Defendant is correct that he would not be sentenced as a career offender today because his Hobbs Act offense is not a “crime of violence” under the career-offender guideline. See U.S.S.G. § 4B1.2(a); United States v. Green, 996 F.3d 176, 184 (4th Cir. 2021) (Hobbs Act robbery “is not a crime of violence under the career offender provision of the Sentencing Guidelines). Without that increase, he would have been subject to a total offense level of 26 and a criminal-history category of VI, resulting in an advisory Guidelines range of between 120 and 150 months in prison. (Doc. No. 175 ¶¶ 21, 48; U.S.S.G. ch. 5 pt. A).
Even though Defendant would be subject to a slightly lower advisory guideline range if sentenced today, this Court declines to grant his request for compassionate release because he has not shown an extraordinary and compelling reason justifying his compassionate release and the sentencing considerations described in 18 U.S.C. § 3553(a) counsel against any sentence reduction. First, Defendant's sentence of 151 months is only one month greater than the high end of the range that would have applied had he not been classified as a career offender.

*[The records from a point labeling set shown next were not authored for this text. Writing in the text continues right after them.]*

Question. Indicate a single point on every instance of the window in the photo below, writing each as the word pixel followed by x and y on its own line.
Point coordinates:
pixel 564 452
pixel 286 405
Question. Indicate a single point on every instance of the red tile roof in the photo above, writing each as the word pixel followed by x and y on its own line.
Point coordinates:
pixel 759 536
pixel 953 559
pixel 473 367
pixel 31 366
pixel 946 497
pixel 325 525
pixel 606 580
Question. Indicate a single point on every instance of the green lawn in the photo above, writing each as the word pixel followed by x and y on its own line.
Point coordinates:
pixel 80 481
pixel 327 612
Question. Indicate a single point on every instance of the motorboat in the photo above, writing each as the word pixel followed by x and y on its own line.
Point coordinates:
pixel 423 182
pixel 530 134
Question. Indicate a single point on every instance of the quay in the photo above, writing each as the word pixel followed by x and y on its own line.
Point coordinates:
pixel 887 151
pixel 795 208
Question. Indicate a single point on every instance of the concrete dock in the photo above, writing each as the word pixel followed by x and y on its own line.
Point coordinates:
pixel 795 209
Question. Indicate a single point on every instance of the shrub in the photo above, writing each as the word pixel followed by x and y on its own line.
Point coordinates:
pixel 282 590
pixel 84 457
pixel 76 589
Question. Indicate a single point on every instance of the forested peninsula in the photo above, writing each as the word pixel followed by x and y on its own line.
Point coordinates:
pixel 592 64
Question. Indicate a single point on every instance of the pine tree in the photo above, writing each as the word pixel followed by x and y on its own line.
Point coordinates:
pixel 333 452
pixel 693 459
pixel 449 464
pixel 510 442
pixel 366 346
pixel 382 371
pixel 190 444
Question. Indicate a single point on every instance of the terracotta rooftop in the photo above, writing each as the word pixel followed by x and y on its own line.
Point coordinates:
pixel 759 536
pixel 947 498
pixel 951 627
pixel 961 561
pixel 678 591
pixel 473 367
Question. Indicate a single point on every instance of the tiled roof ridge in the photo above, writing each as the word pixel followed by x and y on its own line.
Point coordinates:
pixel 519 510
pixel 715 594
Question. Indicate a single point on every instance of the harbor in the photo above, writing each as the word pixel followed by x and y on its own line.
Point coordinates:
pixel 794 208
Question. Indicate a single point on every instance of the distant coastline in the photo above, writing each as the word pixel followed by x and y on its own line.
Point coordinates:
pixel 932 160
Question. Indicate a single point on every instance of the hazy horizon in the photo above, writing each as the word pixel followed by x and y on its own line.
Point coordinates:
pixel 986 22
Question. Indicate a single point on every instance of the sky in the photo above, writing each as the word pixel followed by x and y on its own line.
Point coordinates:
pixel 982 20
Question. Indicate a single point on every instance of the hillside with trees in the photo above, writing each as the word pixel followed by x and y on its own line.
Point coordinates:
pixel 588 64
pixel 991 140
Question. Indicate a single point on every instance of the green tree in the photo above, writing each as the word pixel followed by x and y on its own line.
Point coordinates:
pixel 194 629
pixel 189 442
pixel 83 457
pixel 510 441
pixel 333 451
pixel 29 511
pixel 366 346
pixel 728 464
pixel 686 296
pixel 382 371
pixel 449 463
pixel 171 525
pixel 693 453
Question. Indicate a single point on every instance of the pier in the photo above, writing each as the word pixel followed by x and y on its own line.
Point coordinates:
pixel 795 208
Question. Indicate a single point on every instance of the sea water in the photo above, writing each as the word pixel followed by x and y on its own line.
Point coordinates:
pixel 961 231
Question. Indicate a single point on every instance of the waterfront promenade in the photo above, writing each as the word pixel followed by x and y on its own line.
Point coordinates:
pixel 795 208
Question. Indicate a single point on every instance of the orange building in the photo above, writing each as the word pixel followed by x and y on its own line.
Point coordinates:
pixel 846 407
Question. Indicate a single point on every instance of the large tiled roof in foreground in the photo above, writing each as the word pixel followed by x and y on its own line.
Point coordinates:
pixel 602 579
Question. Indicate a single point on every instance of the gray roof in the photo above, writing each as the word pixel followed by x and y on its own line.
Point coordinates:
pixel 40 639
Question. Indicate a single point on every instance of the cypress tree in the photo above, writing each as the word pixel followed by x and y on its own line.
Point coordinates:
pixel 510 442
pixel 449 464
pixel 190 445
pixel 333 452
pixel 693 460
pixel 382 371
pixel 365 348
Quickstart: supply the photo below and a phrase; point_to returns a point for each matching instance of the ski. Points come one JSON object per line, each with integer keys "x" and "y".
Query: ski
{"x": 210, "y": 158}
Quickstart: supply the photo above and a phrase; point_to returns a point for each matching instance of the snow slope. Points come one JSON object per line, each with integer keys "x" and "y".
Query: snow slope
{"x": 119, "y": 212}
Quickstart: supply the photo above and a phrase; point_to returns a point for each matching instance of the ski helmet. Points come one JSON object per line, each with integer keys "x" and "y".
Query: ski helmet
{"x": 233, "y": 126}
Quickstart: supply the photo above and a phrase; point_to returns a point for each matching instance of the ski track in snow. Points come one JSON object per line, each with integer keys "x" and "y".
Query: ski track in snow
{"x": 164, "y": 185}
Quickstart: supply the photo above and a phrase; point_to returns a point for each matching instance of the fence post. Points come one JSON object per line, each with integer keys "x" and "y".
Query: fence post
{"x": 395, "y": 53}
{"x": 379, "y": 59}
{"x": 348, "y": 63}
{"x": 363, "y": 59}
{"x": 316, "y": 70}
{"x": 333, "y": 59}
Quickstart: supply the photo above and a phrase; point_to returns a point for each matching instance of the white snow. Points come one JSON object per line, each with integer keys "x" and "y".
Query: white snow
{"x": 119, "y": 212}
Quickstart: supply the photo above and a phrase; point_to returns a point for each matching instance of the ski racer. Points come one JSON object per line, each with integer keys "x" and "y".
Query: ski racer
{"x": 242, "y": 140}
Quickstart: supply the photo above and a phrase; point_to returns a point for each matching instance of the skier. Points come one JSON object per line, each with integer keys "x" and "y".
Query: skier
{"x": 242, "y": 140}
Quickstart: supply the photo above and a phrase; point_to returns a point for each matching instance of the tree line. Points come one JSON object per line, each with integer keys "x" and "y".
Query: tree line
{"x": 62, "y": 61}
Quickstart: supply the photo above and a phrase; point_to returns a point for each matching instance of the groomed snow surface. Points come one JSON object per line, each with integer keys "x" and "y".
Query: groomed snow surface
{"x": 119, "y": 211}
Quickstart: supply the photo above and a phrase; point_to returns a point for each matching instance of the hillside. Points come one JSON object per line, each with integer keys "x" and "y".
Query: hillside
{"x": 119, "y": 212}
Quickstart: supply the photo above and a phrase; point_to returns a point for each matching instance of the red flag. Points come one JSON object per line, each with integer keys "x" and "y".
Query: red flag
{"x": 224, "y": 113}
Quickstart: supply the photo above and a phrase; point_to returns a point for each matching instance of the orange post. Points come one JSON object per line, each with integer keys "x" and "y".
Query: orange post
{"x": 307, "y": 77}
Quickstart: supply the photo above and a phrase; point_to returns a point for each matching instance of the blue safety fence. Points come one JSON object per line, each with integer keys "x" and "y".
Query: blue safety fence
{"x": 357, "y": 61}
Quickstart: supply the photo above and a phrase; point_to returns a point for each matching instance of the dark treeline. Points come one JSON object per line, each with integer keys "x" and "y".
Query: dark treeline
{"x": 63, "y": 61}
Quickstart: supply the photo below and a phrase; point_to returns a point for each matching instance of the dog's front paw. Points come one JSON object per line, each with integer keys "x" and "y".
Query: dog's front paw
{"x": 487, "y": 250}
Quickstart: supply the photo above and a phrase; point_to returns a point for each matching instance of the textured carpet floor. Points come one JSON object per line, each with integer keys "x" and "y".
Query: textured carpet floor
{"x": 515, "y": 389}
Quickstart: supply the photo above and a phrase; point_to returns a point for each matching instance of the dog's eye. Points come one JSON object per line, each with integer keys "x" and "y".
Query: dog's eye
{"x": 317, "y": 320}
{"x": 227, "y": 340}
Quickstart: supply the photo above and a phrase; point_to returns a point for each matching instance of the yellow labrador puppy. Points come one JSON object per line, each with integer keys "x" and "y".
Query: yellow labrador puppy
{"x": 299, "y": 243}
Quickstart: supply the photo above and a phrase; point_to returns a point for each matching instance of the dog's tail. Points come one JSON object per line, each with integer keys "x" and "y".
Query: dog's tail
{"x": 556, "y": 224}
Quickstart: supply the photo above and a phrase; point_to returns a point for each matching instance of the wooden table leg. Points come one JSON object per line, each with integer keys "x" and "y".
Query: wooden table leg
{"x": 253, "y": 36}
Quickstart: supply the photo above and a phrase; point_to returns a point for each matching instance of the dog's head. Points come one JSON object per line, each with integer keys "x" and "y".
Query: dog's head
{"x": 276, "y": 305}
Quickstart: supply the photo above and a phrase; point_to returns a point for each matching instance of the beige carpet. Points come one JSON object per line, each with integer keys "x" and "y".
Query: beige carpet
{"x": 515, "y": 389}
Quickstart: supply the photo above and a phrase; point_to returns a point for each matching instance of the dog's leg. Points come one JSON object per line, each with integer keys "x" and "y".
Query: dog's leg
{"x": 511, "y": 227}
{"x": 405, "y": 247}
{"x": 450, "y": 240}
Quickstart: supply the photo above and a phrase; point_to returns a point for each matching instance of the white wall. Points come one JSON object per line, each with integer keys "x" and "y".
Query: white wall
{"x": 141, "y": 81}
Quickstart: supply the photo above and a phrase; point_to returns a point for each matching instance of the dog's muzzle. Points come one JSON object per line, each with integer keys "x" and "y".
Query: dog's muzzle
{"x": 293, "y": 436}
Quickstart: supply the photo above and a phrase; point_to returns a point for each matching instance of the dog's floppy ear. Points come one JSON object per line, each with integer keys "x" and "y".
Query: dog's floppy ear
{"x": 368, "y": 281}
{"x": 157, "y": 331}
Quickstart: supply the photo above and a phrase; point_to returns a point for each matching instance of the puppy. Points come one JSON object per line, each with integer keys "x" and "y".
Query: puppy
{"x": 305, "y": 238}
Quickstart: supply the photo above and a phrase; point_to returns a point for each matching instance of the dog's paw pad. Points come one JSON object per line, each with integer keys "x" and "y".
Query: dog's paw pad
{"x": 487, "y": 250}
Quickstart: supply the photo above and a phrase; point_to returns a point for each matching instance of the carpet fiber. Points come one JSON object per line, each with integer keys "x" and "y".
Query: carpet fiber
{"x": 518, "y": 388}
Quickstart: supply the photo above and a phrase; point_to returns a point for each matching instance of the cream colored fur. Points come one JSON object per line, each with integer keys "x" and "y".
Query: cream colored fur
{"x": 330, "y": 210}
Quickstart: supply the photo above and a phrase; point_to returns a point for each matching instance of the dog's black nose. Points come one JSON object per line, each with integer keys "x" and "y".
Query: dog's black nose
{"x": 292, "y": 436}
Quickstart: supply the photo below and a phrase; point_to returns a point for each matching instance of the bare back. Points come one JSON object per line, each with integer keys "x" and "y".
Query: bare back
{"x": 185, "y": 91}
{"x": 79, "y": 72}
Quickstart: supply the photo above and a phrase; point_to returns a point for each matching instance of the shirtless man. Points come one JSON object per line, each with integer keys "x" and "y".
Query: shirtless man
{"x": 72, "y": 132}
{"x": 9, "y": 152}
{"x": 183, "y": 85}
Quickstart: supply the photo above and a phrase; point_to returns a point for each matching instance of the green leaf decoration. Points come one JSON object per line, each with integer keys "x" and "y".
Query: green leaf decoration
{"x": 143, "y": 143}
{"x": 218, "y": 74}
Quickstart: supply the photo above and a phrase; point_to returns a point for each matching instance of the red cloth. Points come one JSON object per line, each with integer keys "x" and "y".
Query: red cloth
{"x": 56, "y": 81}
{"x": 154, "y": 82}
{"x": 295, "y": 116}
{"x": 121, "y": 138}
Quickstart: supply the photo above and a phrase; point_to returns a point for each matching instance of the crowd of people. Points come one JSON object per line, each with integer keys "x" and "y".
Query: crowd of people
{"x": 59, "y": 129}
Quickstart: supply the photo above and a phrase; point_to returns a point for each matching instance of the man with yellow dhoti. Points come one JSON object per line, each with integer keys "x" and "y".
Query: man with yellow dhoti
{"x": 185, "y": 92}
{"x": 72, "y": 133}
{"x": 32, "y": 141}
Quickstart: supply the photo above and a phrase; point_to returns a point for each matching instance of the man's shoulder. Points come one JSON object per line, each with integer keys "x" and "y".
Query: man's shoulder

Second, Defendant has a long history of drug-trafficking and other crimes, and his offense of conviction involved the armed robbery of a jewelry store manager. Defendant also has four disciplinary citations since 2019, and though none of those citations was for violent misconduct, as recently as July 2021, he was refusing to abide by the code of conduct required by the Bureau of Prisons. Defendant suggests that he has been subject to unfair and retaliatory treatment in the Bureau of Prisons, but he offers no proof of his assertions and a motion for compassionate release is not the proper venue for obtaining relief, even if his assertions are true.
Based on Defendant's history and characteristics and the need to protect the public from further crimes, the need to provide just punishment, and the need to deter Defendant and others from engaging in similar criminal activity, his sentence of 151 months in prison is sufficient but not greater than necessary to accomplish the Section 3553(a) sentencing objectives. Thus, the Court will deny Defendant's motion.
ORDER
IT IS, THEREFORE, ORDERED that Defendant's pro se Motion for Compassionate Release/Reduction of Sentence, (Doc. No. 421), is DENIED.